(Reuters) -U.S. equity funds saw a significant drop in net investments in the week through July 9 on caution over President Donald Trump’s threats of fresh tariffs on trading partners, even though stocks surged to new records on rising demand in the artificial intelligence sector.
Investors acquired just $2.1 billion worth of U.S. equity funds during the week when compared with a robust $31.6 billion worth of net accumulations in the prior week, data from LSEG Lipper showed.
President Trump this week extended the tariff deadline until August 1 to facilitate trade negotiations, but announced noticeably higher duties for some key trading partners including Japan, South Korea, Canada and Brazil alongside a 50% tariff on copper.
U.S. multi-cap funds saw the first weekly net investment in four weeks to the tune of $1.8 billion. Large-cap, mid-cap and small-cap funds, meanwhile, suffered net outflows of $2.83 billion, $785 million and $472 million, respectively.
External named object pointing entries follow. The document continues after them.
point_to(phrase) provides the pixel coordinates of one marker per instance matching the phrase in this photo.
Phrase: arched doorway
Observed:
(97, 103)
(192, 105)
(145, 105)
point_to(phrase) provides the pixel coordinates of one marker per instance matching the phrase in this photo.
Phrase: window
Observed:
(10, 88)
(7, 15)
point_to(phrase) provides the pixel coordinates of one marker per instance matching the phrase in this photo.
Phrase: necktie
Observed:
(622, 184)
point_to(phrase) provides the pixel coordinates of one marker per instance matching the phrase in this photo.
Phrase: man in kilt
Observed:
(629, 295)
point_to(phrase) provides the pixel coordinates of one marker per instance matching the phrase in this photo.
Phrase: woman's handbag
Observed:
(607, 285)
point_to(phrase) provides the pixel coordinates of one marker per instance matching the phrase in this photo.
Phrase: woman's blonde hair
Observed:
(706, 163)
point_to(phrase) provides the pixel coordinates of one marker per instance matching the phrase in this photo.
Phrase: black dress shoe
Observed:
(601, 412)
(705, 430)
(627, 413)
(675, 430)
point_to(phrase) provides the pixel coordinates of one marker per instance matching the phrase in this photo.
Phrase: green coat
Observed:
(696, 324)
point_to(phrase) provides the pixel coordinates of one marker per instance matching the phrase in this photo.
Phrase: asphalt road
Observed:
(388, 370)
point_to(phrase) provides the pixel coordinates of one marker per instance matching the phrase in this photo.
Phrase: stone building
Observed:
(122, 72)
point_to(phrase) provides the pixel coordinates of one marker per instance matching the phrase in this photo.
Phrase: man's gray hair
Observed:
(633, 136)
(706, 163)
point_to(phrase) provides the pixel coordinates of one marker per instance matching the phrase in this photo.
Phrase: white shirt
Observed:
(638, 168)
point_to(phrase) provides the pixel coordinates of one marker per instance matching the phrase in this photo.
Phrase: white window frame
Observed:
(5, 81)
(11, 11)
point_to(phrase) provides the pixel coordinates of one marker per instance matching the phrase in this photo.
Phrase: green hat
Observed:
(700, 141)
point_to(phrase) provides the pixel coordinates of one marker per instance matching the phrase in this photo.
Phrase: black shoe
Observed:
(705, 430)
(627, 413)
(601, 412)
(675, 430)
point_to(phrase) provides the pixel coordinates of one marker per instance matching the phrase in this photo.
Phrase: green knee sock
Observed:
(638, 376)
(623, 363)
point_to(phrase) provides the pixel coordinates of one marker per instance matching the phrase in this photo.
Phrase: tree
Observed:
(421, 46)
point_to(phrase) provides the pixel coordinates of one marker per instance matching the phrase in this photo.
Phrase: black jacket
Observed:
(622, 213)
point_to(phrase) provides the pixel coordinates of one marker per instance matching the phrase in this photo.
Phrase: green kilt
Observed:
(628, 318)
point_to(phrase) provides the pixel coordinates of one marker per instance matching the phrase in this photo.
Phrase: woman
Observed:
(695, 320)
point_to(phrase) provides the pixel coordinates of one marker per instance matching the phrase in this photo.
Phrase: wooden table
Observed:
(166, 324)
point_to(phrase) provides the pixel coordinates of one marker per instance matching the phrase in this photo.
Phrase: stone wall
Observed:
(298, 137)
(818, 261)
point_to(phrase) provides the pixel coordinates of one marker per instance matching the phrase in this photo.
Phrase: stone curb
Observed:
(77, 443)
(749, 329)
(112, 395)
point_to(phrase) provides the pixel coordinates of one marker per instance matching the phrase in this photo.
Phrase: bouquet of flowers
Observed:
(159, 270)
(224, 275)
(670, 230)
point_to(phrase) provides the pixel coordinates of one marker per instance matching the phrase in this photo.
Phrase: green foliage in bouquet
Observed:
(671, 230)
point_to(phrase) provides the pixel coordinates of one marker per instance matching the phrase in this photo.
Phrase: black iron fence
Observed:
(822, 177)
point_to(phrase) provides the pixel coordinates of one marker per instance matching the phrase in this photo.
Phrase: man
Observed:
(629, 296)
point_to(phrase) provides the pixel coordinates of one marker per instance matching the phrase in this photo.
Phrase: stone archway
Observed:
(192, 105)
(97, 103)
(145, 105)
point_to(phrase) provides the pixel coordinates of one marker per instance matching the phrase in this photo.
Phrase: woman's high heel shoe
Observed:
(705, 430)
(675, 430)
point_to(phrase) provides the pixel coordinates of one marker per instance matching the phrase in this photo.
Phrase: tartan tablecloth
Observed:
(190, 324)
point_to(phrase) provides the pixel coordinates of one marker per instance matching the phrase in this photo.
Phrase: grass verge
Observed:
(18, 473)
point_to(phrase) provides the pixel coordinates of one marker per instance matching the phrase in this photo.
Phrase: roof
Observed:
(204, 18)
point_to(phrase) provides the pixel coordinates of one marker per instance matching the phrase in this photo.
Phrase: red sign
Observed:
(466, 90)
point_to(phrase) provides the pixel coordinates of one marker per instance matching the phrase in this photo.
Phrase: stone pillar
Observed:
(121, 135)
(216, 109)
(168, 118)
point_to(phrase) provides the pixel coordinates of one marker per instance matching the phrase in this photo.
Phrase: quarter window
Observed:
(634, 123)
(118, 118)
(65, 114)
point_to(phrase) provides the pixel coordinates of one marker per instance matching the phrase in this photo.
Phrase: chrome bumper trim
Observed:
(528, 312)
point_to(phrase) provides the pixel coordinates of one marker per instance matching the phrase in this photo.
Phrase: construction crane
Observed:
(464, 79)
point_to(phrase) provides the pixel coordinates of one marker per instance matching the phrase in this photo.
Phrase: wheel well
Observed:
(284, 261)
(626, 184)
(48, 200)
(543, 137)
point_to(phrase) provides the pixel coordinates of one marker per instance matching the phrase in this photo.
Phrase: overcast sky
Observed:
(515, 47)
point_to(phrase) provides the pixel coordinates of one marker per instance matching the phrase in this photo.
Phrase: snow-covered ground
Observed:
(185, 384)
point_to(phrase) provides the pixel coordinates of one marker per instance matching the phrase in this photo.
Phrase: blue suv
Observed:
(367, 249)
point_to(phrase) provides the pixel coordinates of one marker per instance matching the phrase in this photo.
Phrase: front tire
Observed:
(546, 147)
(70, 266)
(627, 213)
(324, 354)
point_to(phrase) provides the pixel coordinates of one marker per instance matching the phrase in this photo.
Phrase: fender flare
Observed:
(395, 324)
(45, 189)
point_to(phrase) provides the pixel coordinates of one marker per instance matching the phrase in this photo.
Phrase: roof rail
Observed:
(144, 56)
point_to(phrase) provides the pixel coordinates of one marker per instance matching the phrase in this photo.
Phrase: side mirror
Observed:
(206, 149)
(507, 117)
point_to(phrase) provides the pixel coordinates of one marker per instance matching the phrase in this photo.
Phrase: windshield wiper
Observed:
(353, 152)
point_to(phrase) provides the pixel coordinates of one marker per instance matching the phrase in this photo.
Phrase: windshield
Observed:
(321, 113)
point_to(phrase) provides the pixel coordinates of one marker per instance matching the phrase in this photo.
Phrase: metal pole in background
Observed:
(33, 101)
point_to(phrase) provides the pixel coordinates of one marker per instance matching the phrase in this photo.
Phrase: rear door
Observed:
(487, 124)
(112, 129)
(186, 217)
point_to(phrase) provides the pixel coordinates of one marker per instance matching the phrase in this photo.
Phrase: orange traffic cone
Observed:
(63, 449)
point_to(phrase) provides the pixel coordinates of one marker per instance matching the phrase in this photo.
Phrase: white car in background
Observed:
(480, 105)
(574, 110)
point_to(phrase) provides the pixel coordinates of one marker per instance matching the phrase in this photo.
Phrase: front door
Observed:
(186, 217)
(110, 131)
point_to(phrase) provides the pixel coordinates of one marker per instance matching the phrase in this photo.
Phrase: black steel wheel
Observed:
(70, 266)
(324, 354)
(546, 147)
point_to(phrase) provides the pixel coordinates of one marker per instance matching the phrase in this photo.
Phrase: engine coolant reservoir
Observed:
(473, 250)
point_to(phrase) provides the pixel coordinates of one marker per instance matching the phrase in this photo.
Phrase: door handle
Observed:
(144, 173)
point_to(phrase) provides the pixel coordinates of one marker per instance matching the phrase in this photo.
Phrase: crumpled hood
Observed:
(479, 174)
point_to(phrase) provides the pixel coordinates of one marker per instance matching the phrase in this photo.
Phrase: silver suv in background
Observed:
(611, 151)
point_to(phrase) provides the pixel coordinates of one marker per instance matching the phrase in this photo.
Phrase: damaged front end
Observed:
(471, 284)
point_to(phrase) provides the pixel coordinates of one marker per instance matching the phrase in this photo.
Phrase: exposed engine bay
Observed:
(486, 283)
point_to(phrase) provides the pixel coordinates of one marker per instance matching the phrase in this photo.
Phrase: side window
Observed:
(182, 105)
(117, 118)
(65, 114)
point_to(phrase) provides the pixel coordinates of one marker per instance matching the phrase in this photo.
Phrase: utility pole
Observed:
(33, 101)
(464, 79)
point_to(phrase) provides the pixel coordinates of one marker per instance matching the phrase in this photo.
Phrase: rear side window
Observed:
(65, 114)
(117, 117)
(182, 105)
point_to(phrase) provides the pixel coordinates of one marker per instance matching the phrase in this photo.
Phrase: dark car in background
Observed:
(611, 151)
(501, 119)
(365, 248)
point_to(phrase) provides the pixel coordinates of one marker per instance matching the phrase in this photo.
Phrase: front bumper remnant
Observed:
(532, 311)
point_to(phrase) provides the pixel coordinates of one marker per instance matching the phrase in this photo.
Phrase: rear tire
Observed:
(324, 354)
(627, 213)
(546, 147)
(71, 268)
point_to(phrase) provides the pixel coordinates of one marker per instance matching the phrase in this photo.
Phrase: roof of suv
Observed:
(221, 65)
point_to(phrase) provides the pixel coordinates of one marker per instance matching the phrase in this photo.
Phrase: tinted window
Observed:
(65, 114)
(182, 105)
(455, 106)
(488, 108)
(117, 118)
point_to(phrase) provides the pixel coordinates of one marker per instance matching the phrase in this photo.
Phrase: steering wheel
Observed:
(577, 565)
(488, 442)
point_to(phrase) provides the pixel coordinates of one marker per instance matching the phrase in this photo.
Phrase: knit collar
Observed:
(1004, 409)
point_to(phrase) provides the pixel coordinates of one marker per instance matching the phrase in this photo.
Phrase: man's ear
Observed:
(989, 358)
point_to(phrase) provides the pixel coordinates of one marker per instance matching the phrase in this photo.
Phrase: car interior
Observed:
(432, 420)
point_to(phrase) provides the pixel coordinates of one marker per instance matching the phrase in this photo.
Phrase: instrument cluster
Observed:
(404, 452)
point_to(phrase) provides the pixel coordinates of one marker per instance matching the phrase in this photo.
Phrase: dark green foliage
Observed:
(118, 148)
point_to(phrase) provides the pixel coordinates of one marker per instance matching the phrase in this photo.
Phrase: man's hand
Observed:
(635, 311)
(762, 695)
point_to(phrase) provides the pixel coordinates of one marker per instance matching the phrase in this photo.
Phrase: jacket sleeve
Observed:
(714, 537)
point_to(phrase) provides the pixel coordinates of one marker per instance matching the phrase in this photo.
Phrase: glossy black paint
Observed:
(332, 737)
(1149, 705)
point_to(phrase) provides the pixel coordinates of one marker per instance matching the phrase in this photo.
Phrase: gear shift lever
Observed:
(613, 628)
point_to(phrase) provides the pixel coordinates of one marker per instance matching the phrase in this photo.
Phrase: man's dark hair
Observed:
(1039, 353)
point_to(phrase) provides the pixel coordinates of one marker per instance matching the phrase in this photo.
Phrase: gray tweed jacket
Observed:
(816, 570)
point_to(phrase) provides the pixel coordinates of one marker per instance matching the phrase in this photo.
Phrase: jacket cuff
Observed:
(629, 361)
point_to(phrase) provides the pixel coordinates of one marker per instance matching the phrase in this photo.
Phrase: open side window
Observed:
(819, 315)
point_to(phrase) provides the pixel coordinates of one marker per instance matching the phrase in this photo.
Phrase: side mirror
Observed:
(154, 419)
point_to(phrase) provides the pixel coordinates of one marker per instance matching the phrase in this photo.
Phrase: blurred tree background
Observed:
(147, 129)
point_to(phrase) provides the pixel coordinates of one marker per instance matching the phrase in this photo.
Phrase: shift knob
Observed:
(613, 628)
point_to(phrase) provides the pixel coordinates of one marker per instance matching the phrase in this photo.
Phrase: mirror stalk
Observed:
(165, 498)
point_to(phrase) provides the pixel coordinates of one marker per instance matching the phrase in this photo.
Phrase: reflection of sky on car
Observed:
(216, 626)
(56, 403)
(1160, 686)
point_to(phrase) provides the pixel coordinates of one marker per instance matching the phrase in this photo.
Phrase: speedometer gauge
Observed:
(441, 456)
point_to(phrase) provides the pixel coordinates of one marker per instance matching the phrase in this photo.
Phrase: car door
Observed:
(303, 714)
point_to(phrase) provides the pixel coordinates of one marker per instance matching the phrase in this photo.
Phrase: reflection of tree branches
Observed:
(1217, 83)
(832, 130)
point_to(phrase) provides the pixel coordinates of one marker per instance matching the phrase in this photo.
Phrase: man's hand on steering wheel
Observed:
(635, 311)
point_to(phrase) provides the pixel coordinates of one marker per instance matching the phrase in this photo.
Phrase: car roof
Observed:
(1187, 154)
Sectoral funds saw net purchases extended into a second successive week, with approximately $1.28 billion flowing into these funds. Tech drew in $1.7 billion but healthcare saw net outflows of $874 million.
U.S. money market funds faced a net $9.78 billion weekly outflow, ending two weeks of buying.
Inflows into U.S. bond funds, meanwhile, cooled to a three-week low of $4.34 billion.
Short-to-intermediate investment-grade funds received $1.76 billion with weekly net investments dropping by 57% over the week. General domestic taxable fixed income funds received just $634 million compared with a net $3.03 billion purchase in the prior week.
Short-to-intermediate government and treasury funds, meanwhile, attracted $982 million, the largest amount in four weeks.